И наоборот: ни одно массовое вымирание, кроме мел-палеогенового, не совпадает по времени с падением «крупнокалиберных» метеоритов. Хотя все эти годы такие совпадения были предметом целенаправленных и настойчивых поисков. Особенно мощные, поистине титанические усилия были предприняты для отыскания следов астероидного удара на палеозой-мезозойской границе, отмеченной самым масштабным в истории Земли вымиранием — пермо-триасовым. Однако никаких внятных результатов эти поиски так и не дали. В последние годы энтузиасты астероидной теории предлагают считать таким следом кратер на Земле Уилкса в Антарктиде, обнаруженный в результате наблюдений и измерений со спутника. Однако даже само его метеоритное происхождение пока остается лишь гипотезой — он мог возникнуть и иным путем. И в любом случае мы ничего не знаем о его возрасте: датировать структуру, находящуюся под многосотметровой толщей льда, невозможно даже приблизительно. Так что привязка появления этого кратера к пермо-триасовой границе — чистая фантазия неокатастрофистов-астероидников.

Еще одной неприятной новостью для гипотезы Альвареса стали результаты более пристального изучения ископаемых с мел-палеогеновой границы. Одна за другой появлялись находки, никак не укладывающиеся в картину астероидного апокалипсиса. Так, работы группы палеонтологов под руководством профессора Герты Келлер из Принстонского университета показали, что в непосредственной близости от места катастрофы — всего в 600 километрах от центра Чиксулубского кратера! — выше и ниже пресловутой «иридиевой метки» осадочные породы образованы одними и теми же видами фораминифер. Не вымер ни один из 52 видов этих микроскопических существ, обитавших в тех местах в конце мелового периода. А радикальные изменения в составе зоопланктона (по которым и проводят мел-палеогеновую границу) начались гораздо позже — по оценкам Келлер, примерно спустя 300 тысяч лет после падения метеорита. Никакая «астероидная зима» не могла продолжаться столько времени.
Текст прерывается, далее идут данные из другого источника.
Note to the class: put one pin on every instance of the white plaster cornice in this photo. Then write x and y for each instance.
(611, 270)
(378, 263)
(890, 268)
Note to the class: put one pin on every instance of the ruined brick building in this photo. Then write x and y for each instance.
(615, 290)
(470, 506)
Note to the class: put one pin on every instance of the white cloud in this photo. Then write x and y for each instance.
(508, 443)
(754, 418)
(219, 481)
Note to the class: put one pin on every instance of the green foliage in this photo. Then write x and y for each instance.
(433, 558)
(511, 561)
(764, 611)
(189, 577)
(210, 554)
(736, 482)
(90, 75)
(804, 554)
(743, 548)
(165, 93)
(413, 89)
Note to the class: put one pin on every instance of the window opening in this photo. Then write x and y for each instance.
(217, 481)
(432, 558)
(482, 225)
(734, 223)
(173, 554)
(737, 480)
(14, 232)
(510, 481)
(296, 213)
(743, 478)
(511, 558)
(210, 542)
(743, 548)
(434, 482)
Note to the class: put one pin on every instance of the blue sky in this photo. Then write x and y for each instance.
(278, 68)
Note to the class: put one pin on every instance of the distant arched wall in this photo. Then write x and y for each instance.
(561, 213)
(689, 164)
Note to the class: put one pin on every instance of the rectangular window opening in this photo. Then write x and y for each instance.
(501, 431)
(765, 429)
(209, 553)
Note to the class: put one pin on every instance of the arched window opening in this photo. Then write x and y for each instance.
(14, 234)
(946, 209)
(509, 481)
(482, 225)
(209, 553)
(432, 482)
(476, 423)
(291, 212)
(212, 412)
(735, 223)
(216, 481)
Разумеется, группу Келлер тут же обвинили в неточности датировок — просто на том основании, что никакой метод не позволяет датировать события такой давности (напомним: речь идет о том, что происходило 65–67 миллионов лет назад) с точностью до 300 тысяч лет. Подобную критику трудно принять всерьез: какие бы методы абсолютной датировки ни применяли принстонские палеонтологи, каковы бы ни были возможности и погрешности этих методов, это никак не отменяет толстого слоя чисто мезозойских отложений выше иридиевой аномалии. Обстоятельство, заворожившее некогда Альвареса, — одновременное и геологически мгновенное выпадение иридия по всей планете — внезапно обернулось против его гипотезы!
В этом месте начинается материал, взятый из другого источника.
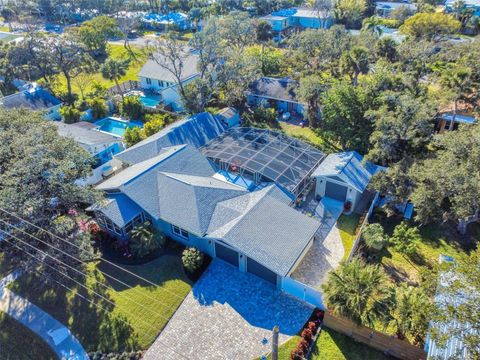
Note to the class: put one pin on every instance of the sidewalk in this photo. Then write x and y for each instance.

Другой аргумент в защиту астероидной версии состоял в предположении, что, мол, удар астероида взметнул со дна более ранние отложения, которые затем переотложились уже поверх иридиевого слоя. Поверить в такой ход событий тоже трудновато: ведь иридий выпал тоже не мгновенно. Вещество астероида должно было быть измельчено буквально до атомов — только в таком виде оно могло быть вынесено в верхние слои атмосферы, разнесено воздушными потоками и затем постепенно осаждено по всей поверхности планеты. При этом оседающим атомам иридия пришлось преодолеть всю толщу атмосферы, а тем, что выпадали над океаном, — еще и водную толщу. Между тем скорость оседания взвесей зависит от размера оседающих частиц: чем мельче частицы, тем дольше они будут оседать. Как ни малы микроскопические раковинки фораминифер, они все же на много порядков больше атомов иридия — и стало быть, последние никак не могли осесть раньше[149].
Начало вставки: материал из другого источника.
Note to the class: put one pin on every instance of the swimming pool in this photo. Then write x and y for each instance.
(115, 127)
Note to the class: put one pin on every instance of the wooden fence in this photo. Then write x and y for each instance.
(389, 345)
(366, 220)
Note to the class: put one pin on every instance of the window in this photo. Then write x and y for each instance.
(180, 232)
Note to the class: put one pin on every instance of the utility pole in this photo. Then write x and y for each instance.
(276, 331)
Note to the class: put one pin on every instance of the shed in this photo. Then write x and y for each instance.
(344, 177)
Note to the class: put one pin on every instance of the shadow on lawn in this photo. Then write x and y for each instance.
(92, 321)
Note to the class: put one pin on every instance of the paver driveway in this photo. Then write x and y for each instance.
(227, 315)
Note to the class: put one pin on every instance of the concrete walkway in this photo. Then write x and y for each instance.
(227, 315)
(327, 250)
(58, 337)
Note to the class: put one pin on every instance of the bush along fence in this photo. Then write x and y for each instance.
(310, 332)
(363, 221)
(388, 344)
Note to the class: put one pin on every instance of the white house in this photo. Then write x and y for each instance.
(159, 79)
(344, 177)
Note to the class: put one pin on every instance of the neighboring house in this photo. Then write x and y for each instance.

А тем, кому рассуждения о скорости оседания кажутся абстрактными и недостаточно убедительными, геологическая летопись преподнесла совсем уж наглядные сюрпризы. Вскоре после публикации данных группы Келлер (и в самый разгар полемики о возможности переотложения изученных ею окаменелостей) появилась статья Джеймса Фассетта и Ларри Химена из университета Альберты о датировании останков вполне сухопутных динозавров, найденных ранее в местечке Охо-Аламо на границе штатов Колорадо и Нью-Мексико. Некоторые кости оказались моложе «Чиксулубского события» на 500–700 тысяч лет. Предположить же, что массивные кости 20-ме-тровых ящеров полмиллиона лет болтались в воздухе, вряд ли рискнет даже самый горячий сторонник астероидной теории[150].

Разумеется, тут же раздались голоса, что, мол, да, какие-то реликтовые популяции поздних динозавров и других жертв катастрофы могли еще некоторое время теплиться, но они-де уже не имели сил для восстановления. (Хотя если подумать — какие особенные «силы» нужны популяции, чтобы восстановить прежнюю численность, если все неприятности уже позади?) Но дело в том, что строгое количественное изучение видового разнообразия динозавров показывает: их вымирание не только не кончилось, но и не началось с падением Чиксулубского метеорита. Ко времени масштабного фейерверка с иридием сокращение видового разнообразия (то есть вымирание) динозавров шло уже давно — фактически всю вторую половину верхнемеловой эпохи, то есть около 15 миллионов лет. («Чтоб нам столько жить, сколько они вымирали!» — шутит палеонтолог Екатерина Тесакова.) Сегодня даже палеонтологи-неокатастрофисты (еще несколько лет назад утверждавшие, что накануне удара астероида динозавры якобы переживали расцвет) сквозь зубы признают: да, вымирание шло задолго до Чиксу-луба и появление новых видов не восполняло потери ранее существовавших.

Каковы бы ни были реальные причины этого вымирания (о них — точнее, о более убедительных гипотезах на этот счет — мы будем более подробно говорить в главе 14), получается, что космический катаклизм не запустил этот процесс, не ускорил его и даже не добил тех немногих, кто еще держался. В чем же в таком случае состоит его роль? Уж не аналогична ли она роли того самого топора, из которого персонажи русской народной сказки варили кашу?